Com o passar dos anos, o Pico Itabirito está se tornando cada vez menos imponente. Quem segue de São Paulo pela BR-040 em direção a Belo Horizonte, pode observar esse cenário apocalíptico de perto: escavadeiras e caminhões trabalhando 24 horas por dia na destruição do entorno do Itabirito.
"Não à mineração contaminadora a céu aberto. Sem água, sem vida." Adesivo no Norte da Argentina, um dos principais produtores de lítio no mundo. |
Para conter a destruição total, na década de 60, o Itabirito foi tombado e pouco tempo depois destombado. Anos mais tarde, em 1989, ele foi novamente tombado, registrado, por fim, até hoje, como um patrimônio geológico pelo Instituto Estadual do Patrimônio Histórico e Artístico (IEPHA-MG).
Apesar disso, as cicatrizes da mineração ficarão de Norte a Sul do país, assim como em todo Planeta, como marca da irresponsabilidade ambiental e da espoliação do capitalismo.

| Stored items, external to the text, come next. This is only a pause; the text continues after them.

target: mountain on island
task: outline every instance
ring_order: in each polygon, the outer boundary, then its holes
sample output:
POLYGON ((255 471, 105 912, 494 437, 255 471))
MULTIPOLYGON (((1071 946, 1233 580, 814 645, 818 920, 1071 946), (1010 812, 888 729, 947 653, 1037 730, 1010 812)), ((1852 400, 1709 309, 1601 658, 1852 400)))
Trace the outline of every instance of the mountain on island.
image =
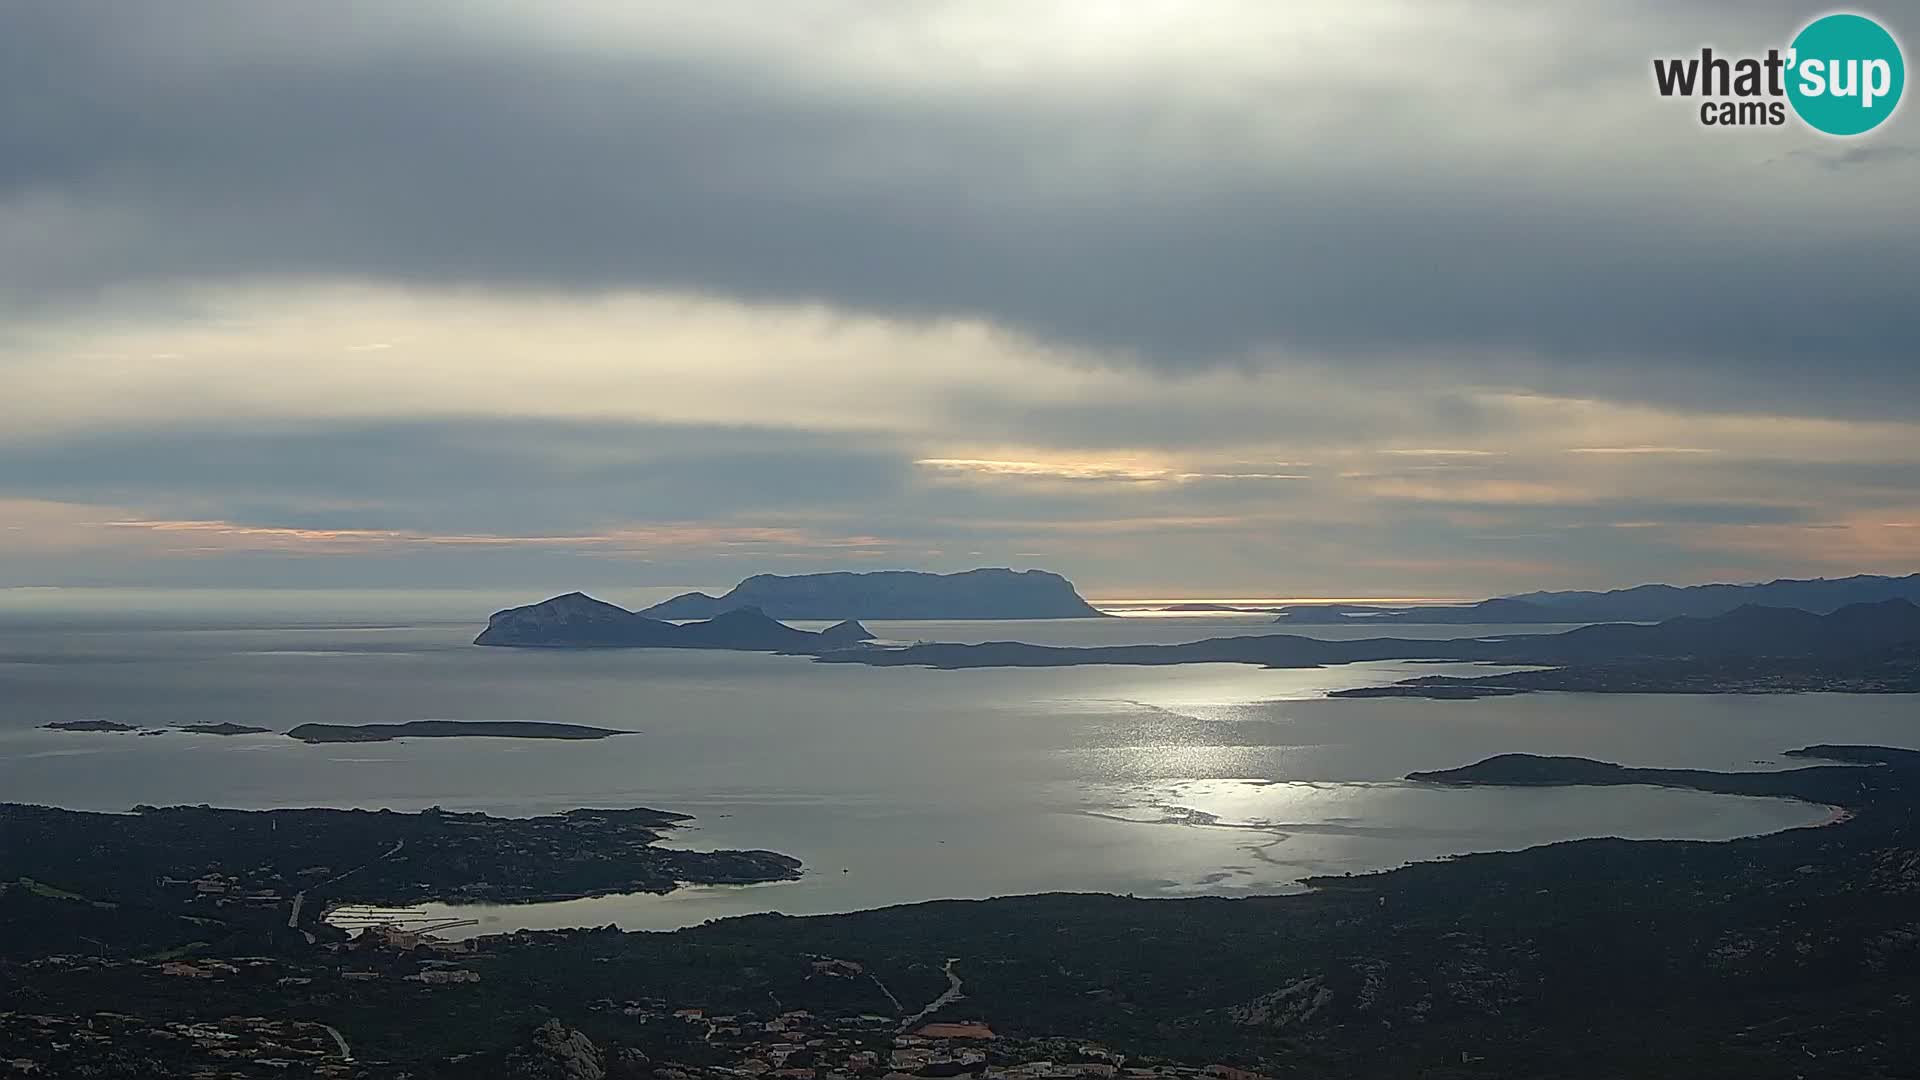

O PICO DE ITABIRITO - Carlos Drummond de Andrade
O pico de Itabirito
Será moído e exportado
Mas ficará no infinito
Seu fantasma desolado.
Com tanto minério em roda
Podendo ser extraído,
A icominas se açoda
E nem sequer presta ouvido
Ao grave apelo da história
Que recortou nessa imagem
Um outro azul da memória
E um assombro da paisagem.
St. John del rey mining sai,
Mais hanna mais icominas
E sem dizer água-vai
Serram os serros de Minas,
Nobres cimos altaneiros
Que davam com sobriedade,
Aos de casa e forasteiros
Um curso de eternidade.
A tripla, agressiva empresa
Acha que tudo se exporta
E galas da natureza
São luzes de estrela morta.
Traição? Ora, bulufas,
Ruínas, frases e ossos.
Algibeiras como estrofas
De ouro feito de destroços!
Mas eis que salta o conselho
Dos homens bons do Dphan,
No caso mete o bedelho
E na brisa da manhã
Acende um sol de esperança
Sobre a paisagem mineira.
(até onde a vista alcança,
Era dinamite e poeira.)
– o pico de Itabirito,
Este há de ser preservado
Com presença, não mito,
De um brilhante passado.
Conselho dixit. E “tombando”
A rocha, mais rocha agora.
Demonstra-nos como, quando,
Com peito, uma lei vigora.
St. John, hanna e ico, murchos,
Detêm-se para pensar.
Queimaram-se os seus cartuchos
Ou resta um jeitinho no ar?
– vamos chorar nossas mágoas
E, reforçando o lamento,
Arar em sabidas águas:
Ação, desenvolvimento!
Tudo exportar bem depressa,
Suando as rotas camisas.
Ficam buracos? Ora essa,
O que vale são divisas
Que tapem outros “buracos”
Do tesouro nacional,
Deixando em redor os cacos
De um país colonial.
Escorre o tempo. E à cantiga
Dessa viola afinada,
Já ninguém mais lembra a antiga
Voz do conselho, nem nada.
E vem de cima um despacho
Autorizando: derruba!
Role tudo, de alto a baixo,
Como, ao vento, uma embaúba!
E o pico de Itabirito
Será moído, exportado.
Só quedará no infinito
Seu fantasma desolado.
O homem e sua ganância sem freio.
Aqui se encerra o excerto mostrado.